There cannot be in the nature of things any recorded evidence to decide between the two positions. Faith asserts that one religion is true, is of Divine origin, has authority to affirm the only things really worth man’s knowing. From that position it is rational to expect as a rule in all religions, vague or precise, amiable or detestable, the concomitants of what will also be found in the one true religion. The Catholic is not disturbed, but confirmed by the discovery of parallels to his own practice in contemporary or past Paganism. On the other hand, Un-faith affirms that all these things are shams; that Priesthood, along with the rest, is part of the sham and must be rejected.
But there is this great difference between the two positions, and it is one to be particularly noted in the great quarrel of the modern world.
The Catholic argues out his position, knows what his own first principles are, distinguishes between Faith and Science, does not pretend to prove that for which proof is not available, does not confound the possible with the probable, or the probable with the ascertained. Above all, he does not confound first principles which are beyond proof with things known by deduction or by observation.
There was a time, not so long ago, when general intelligence was on a higher level; it was a time in which our opponents met us as equals.
Nowadays they do not. We are compelled to meet them as inferiors. They put forward arguments in a circle; they assume their own conclusions. They are not aware of their own first principles. They take it for granted that their own first principles are accepted by their opponents. They generalize from instances not only few, but often actually abnormal. They compel fact to meet theory instead of basing theory upon fact. Above all, have they that especial mark of unintelligence, the hunger for over-simplicity, the determination to be quite sure of everything and to make everything fit in with a mechanical formula.
It has been well said by the greatest of modern Spanish artists that the chief need of the Catholic Church to-day is an opponent worthy of her stature. She has hardly found one in Mr. Wells.
CHAPTER VIII
BUDDHISM AS A STICK WITH WHICH TO BEAT THE CHRISTIAN
The general survey of recorded antiquity continues to be very well set down in the Outline of History in every respect where the author is dealing with known facts.

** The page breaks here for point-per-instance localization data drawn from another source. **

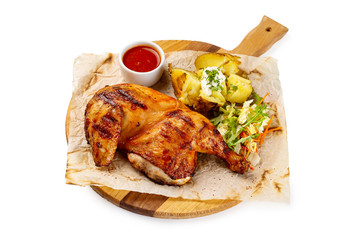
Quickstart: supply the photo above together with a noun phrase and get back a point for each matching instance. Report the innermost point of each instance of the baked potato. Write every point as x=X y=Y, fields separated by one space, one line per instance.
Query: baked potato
x=239 y=89
x=226 y=62
x=189 y=90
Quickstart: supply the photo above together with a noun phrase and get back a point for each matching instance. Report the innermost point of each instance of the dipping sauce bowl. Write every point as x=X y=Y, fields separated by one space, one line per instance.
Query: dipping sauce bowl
x=142 y=63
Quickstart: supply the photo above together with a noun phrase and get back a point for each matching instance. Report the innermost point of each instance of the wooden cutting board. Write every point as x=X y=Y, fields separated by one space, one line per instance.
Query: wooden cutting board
x=256 y=42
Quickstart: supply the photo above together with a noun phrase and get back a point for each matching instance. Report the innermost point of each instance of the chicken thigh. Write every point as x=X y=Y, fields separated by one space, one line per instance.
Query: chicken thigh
x=160 y=135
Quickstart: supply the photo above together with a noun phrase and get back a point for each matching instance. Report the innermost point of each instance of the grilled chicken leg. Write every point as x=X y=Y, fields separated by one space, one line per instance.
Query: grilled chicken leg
x=160 y=134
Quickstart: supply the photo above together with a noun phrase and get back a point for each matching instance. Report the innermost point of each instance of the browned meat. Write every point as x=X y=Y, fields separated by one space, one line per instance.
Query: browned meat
x=160 y=134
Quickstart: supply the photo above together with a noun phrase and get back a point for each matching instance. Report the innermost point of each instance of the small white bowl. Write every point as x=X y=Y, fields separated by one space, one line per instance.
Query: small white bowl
x=142 y=78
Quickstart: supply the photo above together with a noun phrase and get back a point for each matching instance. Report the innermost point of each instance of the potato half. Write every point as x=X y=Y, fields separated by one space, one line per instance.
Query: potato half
x=239 y=89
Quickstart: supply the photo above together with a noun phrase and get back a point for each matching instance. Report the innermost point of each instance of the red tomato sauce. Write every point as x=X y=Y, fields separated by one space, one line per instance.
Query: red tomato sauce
x=141 y=58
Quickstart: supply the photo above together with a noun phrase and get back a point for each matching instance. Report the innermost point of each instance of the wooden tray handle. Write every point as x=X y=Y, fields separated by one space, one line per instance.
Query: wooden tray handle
x=261 y=38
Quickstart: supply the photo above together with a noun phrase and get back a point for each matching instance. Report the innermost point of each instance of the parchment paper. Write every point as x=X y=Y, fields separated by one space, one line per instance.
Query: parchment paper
x=212 y=180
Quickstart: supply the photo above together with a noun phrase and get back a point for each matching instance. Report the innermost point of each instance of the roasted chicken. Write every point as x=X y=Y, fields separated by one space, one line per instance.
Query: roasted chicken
x=160 y=135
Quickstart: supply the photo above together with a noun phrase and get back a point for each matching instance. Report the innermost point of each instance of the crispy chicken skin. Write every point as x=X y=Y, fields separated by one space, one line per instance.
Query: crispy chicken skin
x=160 y=134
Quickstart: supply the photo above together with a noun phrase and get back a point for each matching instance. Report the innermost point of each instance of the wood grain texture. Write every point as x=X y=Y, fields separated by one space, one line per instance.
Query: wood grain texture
x=258 y=41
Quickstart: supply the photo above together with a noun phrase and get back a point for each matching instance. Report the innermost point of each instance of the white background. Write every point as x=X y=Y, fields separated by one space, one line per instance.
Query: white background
x=318 y=60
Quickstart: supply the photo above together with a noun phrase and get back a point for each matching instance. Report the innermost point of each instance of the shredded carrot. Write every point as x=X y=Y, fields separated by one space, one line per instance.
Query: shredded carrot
x=263 y=98
x=243 y=134
x=247 y=154
x=266 y=131
x=274 y=129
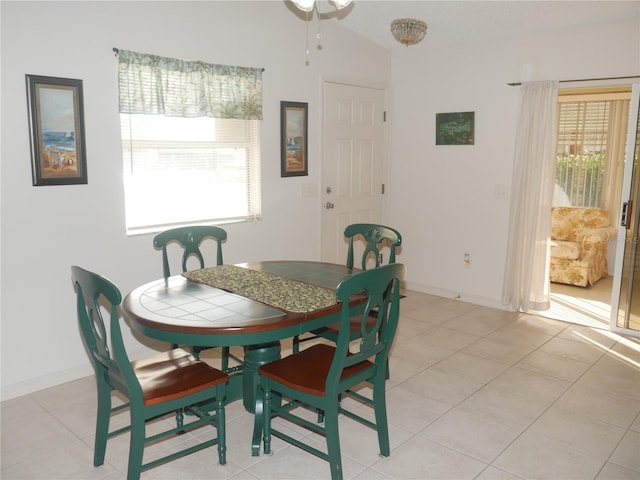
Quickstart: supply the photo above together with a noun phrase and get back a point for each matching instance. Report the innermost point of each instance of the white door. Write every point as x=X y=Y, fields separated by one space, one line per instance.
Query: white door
x=352 y=162
x=625 y=299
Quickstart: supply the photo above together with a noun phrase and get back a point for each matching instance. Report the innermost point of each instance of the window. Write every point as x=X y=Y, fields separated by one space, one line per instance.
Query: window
x=187 y=158
x=590 y=150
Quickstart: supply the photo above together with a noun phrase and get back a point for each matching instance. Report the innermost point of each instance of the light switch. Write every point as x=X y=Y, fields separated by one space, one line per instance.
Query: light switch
x=308 y=189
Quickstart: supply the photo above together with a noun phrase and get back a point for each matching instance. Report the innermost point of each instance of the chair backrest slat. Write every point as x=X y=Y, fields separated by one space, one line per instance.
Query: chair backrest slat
x=190 y=239
x=374 y=236
x=382 y=287
x=95 y=294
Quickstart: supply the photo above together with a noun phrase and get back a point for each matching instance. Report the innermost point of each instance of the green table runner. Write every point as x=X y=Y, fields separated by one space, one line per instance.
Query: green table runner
x=273 y=290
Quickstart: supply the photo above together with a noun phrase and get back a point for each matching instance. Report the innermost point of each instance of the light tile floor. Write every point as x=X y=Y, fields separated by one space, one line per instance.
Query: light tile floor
x=474 y=393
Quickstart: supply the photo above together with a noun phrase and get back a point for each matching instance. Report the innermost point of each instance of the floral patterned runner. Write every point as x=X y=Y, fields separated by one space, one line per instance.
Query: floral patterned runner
x=274 y=290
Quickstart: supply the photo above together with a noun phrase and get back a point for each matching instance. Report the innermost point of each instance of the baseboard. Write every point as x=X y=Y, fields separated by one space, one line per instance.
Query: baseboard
x=47 y=381
x=58 y=378
x=455 y=295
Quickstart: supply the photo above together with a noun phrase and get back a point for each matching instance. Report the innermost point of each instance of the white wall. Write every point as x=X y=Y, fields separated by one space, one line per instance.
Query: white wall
x=442 y=198
x=47 y=229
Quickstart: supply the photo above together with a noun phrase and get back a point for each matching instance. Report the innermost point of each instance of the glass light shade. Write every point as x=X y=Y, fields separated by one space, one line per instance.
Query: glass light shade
x=408 y=31
x=308 y=5
x=304 y=5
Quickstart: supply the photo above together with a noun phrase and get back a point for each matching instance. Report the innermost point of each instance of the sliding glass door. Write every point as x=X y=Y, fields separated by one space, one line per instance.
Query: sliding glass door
x=625 y=301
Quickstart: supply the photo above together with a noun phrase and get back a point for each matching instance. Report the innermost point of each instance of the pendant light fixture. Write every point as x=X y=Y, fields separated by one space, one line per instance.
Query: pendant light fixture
x=408 y=31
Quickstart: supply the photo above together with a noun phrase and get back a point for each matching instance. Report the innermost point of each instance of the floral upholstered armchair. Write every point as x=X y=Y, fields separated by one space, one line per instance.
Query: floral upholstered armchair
x=579 y=241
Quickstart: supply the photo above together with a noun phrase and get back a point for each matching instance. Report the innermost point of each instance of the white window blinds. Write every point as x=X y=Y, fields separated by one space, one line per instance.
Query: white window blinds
x=182 y=162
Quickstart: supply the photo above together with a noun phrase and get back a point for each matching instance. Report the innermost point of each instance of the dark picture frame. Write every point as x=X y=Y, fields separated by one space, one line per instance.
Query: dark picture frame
x=293 y=140
x=456 y=128
x=56 y=130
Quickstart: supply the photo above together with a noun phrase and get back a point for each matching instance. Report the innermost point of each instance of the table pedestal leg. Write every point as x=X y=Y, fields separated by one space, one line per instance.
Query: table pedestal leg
x=254 y=357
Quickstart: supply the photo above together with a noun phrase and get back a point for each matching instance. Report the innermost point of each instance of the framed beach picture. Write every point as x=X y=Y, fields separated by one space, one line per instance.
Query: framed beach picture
x=56 y=128
x=293 y=141
x=455 y=128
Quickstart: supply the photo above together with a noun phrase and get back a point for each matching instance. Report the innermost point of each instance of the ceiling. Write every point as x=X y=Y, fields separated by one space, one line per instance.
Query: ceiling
x=462 y=21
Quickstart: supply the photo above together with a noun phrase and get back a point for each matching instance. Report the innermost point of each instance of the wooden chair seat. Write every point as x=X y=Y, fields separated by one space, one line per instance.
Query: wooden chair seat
x=333 y=329
x=190 y=240
x=172 y=382
x=322 y=374
x=174 y=374
x=308 y=370
x=374 y=237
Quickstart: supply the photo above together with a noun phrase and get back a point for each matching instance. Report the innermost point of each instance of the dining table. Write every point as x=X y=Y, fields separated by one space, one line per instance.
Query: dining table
x=254 y=305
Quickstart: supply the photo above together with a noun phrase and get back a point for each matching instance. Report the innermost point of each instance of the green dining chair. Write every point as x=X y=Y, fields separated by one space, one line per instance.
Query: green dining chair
x=168 y=382
x=190 y=240
x=374 y=238
x=322 y=374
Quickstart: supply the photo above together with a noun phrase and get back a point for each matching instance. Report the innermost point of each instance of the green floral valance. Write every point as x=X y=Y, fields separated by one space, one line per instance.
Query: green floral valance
x=154 y=85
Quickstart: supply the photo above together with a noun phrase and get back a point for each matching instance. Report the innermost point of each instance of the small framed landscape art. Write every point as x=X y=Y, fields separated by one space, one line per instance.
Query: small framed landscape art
x=293 y=141
x=455 y=128
x=56 y=128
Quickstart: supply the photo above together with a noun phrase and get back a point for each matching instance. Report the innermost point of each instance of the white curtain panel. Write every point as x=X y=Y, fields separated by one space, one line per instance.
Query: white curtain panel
x=526 y=279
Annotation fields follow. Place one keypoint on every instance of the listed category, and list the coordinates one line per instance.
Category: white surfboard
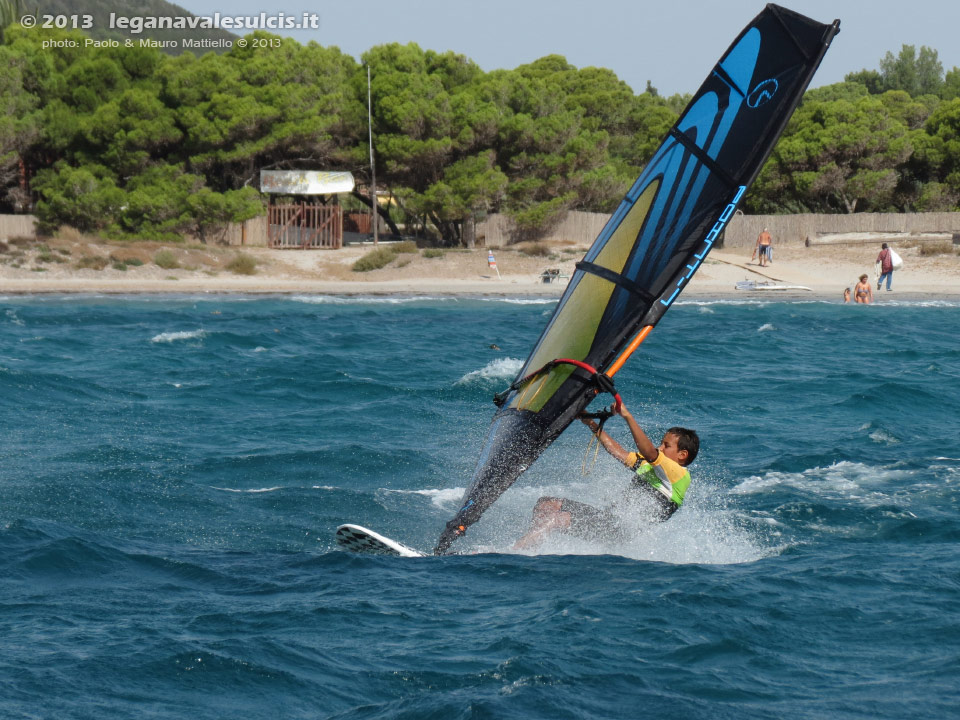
(359, 539)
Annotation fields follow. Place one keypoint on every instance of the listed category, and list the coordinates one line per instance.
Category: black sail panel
(654, 242)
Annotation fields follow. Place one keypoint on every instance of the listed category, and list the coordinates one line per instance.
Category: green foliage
(374, 260)
(132, 143)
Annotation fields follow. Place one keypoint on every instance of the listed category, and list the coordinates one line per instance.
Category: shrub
(93, 262)
(535, 250)
(407, 246)
(243, 264)
(374, 260)
(166, 259)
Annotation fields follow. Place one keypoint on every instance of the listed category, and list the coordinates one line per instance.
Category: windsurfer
(661, 472)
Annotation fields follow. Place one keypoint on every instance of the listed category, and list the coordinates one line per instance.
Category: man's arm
(645, 447)
(609, 444)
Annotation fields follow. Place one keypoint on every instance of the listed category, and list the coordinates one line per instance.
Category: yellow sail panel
(574, 327)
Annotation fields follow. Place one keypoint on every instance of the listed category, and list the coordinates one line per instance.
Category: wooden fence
(17, 226)
(305, 226)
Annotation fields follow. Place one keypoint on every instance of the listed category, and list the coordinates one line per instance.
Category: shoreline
(462, 273)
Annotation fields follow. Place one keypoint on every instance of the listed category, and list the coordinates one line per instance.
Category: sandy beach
(57, 266)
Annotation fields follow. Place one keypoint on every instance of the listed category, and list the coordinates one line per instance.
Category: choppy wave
(499, 369)
(169, 337)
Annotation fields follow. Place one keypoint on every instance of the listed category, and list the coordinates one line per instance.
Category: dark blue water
(173, 471)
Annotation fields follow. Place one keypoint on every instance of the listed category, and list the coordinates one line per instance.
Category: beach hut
(315, 218)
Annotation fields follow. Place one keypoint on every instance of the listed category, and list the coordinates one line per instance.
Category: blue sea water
(173, 468)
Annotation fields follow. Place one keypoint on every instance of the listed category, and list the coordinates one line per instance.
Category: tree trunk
(380, 211)
(469, 232)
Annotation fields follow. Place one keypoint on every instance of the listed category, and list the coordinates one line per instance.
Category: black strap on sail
(617, 279)
(601, 381)
(701, 155)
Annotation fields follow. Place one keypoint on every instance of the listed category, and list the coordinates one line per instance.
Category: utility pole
(373, 169)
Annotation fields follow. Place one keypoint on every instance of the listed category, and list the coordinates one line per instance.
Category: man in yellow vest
(659, 471)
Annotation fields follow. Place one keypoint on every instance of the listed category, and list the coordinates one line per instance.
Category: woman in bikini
(863, 292)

Of all parts of the book this is perhaps the most successful: I mean the setting down of what we know of Man between the origins of record and the growth of the Roman Empire. But even in this well-written and straightforward section, Mr. Wells falls into that common fault of the modern book-led townsman: the acceptation of something he has seen in print against the evidence of his own senses.
This is particularly noticeable in his account of the Jewish people. Theories as to the early history of Jewish thought remain mere theories, and their statement as fact, though very common nowadays, is unhistorical; as is, for that matter, the great bulk of what is called “the higher criticism.” But the statement that the Jews are not a race but a religion, is a statement which flies in the face of ordinary experience. It is a statement constantly met with, for it has a very obvious motive on the part of the Jews, the motive of a people in peril who seek protection through concealment. But as History, i.e. statement of fact, it is nonsense. What proves it nonsense is the simple fact that when a Jew comes into the room, everybody knows that he is a Jew, and nobody either knows or cares what his religion may be. The Jews are not a religion; they are a race and nation: and a race and nation very distinct indeed. Though it should be reprinted twenty thousand times in twenty thousand popular textbooks that they are not a race, no sensible man would be convinced; for sensible men prefer the evidence of their senses to the authority of print.